Charles Tamburello, appellant, v. Regina Tamburello, respondent.
Argued—December 5, 2013
DECISION & ORDER
In a matrimonial action in which the parties were divorced by judgment of divorce entered December 22, 2010, the plaintiff appeals, as limited by his brief, from so much of an order of the Supreme Court, Suffolk County (MacKenzie, J.), dated September 19, 2011, as denied those branches of his motion which were to enforce a stipulation of settlement dated July 26, 2010, which was incorporated but not merged in the judgment of divorce, to the extent of compelling the defendant to file joint income tax returns with the plaintiff for the tax year 2008 and compelling the defendant to turn over certain items of jewelry, and for an award of an attorney's fee and related expenses.

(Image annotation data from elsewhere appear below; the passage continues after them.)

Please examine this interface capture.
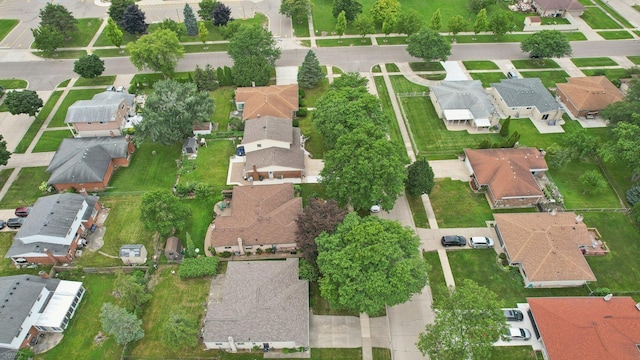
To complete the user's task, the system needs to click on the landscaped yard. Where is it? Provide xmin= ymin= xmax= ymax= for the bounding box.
xmin=0 ymin=166 xmax=50 ymax=209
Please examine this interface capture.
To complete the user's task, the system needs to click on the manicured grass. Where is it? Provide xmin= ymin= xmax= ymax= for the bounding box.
xmin=447 ymin=249 xmax=588 ymax=307
xmin=14 ymin=90 xmax=62 ymax=154
xmin=33 ymin=130 xmax=72 ymax=152
xmin=316 ymin=38 xmax=371 ymax=47
xmin=35 ymin=274 xmax=122 ymax=360
xmin=571 ymin=57 xmax=618 ymax=67
xmin=520 ymin=70 xmax=569 ymax=88
xmin=511 ymin=59 xmax=560 ymax=69
xmin=469 ymin=71 xmax=507 ymax=88
xmin=584 ymin=212 xmax=640 ymax=295
xmin=549 ymin=160 xmax=621 ymax=209
xmin=462 ymin=60 xmax=499 ymax=70
xmin=429 ymin=179 xmax=493 ymax=228
xmin=73 ymin=75 xmax=116 ymax=86
xmin=48 ymin=88 xmax=104 ymax=128
xmin=0 ymin=166 xmax=50 ymax=209
xmin=407 ymin=194 xmax=430 ymax=229
xmin=107 ymin=143 xmax=182 ymax=194
xmin=130 ymin=266 xmax=213 ymax=358
xmin=582 ymin=7 xmax=622 ymax=29
xmin=0 ymin=79 xmax=27 ymax=90
xmin=0 ymin=19 xmax=20 ymax=41
xmin=598 ymin=30 xmax=633 ymax=40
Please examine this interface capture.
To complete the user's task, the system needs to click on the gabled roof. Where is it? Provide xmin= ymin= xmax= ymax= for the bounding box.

ORDERED that the order is affirmed insofar as appealed from, with costs.
“ ‘A stipulation of settlement which is incorporated but not merged into a judgment of divorce is a contract subject to principles of contract construction and interpretation’ ” (Ackermann v. Ackermann, 82 AD3d 1020, 1020, quoting Rosenberger v. Rosenberger, 63 AD3d 898, 899; see Matter of Meccico v. Meccico, 76 N.Y.2d 822, 823–824; Matter of Korosh v. Korosh, 99 AD3d 909, 910; Ayers v. Ayers, 92 AD3d 623, 624). “ ‘Where such an agreement is clear and unambiguous on its face, the intent of the parties must be gleaned from the four corners of the instrument, and not from extrinsic evidence’ ” (Ackermann v. Ackermann, 82 AD3d at 1021, quoting Rosenberger v. Rosenberger, 63 AD3d at 899; see Matter of Meccico v. Meccico, 76 N.Y.2d at 824). “A court may not write into a contract conditions the parties did not insert or, under the guise of construction, add or excise terms, and it may not construe the language in such a way as would distort the apparent meaning” (Ayers v. Ayers, 92 AD3d at 624; see Slatt v. Slatt, 64 N.Y.2d 966, 967; Cohen–Davidson v. Davidson, 291 A.D.2d 474, 475; Matter of Scalabrini v. Scalabrini, 242 A.D.2d 725, 726). “Moreover, a court cannot reform an agreement to conform to what it thinks is proper, if the parties have not assented to such a reformation” (Cohen–Davidson v. Davidson, 291 A.D.2d at 475; see Cappello v. Cappello, 286 A.D.2d 360; Tinter v. Tinter, 96 A.D.2d 556, 557; Leffler v. Leffler, 50 A.D.2d 93, 95, affd 40 N.Y.2d 1036).
Applying these principles here, the parties' stipulation of settlement, which was incorporated but not merged in the judgment of divorce, did not obligate the parties to file joint income tax returns for the year 2008. Indeed, there is no language in the stipulation which supports the plaintiff's contention that the defendant was required to file joint tax returns for the year 2008. Accordingly, the Supreme Court properly denied that branch of the plaintiff's motion which was to compel the defendant to file joint income tax returns with the plaintiff for the year 2008.
Contrary to the plaintiff's contention, the Supreme Court properly denied, as premature, that branch of his motion which was to compel the defendant to turn over certain items of jewelry, as the parties had yet to determine the retail value of those items so that the jewelry could be equally divided between the parties in accordance with the stipulation of settlement.
There is no merit to the plaintiff's contention regarding the Supreme Court's denial of that branch of his motion which was for an award of an attorney's fee and related expenses.
MASTRO, J.P., CHAMBERS, LOTT and MILLER, JJ., concur.